Electric guitar Strat pickup staggered poles

But you’ll notice something else in that picture. Look at the old style staggered poles. Can you see how it’s not the bass side, but the treble side that Fender believed should be pulled away from the strings in the ‘50s, ‘60s and early ‘70s? Bear in mind that when those pickups were designed, the G string was still wound. So the lesson those old style Fender pickups are teaching us is that in fact, to get a good, balanced output and strong tone, the wound strings need to be closer to the magnets than the plains.

So the first resort is to forget about your guitar’s output volume and put its tone first. Start by setting the bass side of your pickups as close to the strings as you can get them before they start wolfing, and then slant them slightly so that the treble side is just a little further away – not closer. Obviously if you have staggered Strat pickups, just set them level. They don’t need any slant at all. You’ll be able to set the bridge pickup a lot closer to the bass strings than the neck pickup, whichever string gauge you use. That’s because it’s much harder for a magnet to pull a string out of its travel cycle near the bridge, where vibration is more restricted.

You can help yourself twofold by combining thicker wound strings with “slinkier” treble strings, as I discussed earlier. This not only firms up the guitar’s bass end in itself, but should also allow you to move the pickups closer to the wound strings, because they’ll be tighter, and thus less prone to wolfing.

And whilst I did bill this as a way to avoid buying new pickups… If you do decide to hop back onto that roundabout, try getting pickups (at least for the neck or neck/middle positions) with either aged magnets, or alnico IIs. Both are low strength and will allow you to push the bass side of a neck pickup closer to the strings before it wolfs.

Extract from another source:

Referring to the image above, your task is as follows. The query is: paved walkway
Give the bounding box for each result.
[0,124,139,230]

If you find the treble strings struggle to come forth a little when you play lead, deal with it in the processing. Add a modest amount of compression to even up the output in single note lines. Not so much that you hear any “squeezing” or “sucking and blowing”. You only want to limit down the single notes on wound strings a little. That way, when you go back to chords, you still get the strong depth. If you’re playing loud through a tube amp, you should find the compression created by the amp itself is enough.

Oh, and finally, take the action UP as high as you can get it without causing yourself undue playing discomfort. Even a small rise in the action can add a bit more tonal depth to your output. Once again, you're letting the strings do their job with a little more passion, by deepening the angle at which they're fretted.


So there you have it. The real secret to how the musicians of the 1960s and 1970s got more substantial guitar tones, without a single purchase from DiMarzio, Duncan or Fralin. The great thing about this is that it can usually transform a brand new guitar and instantly remove that characteristic lightweight personality. And best of all, if you avoid changing the pickups you don’t have to worry about damaging the “all original” resale value.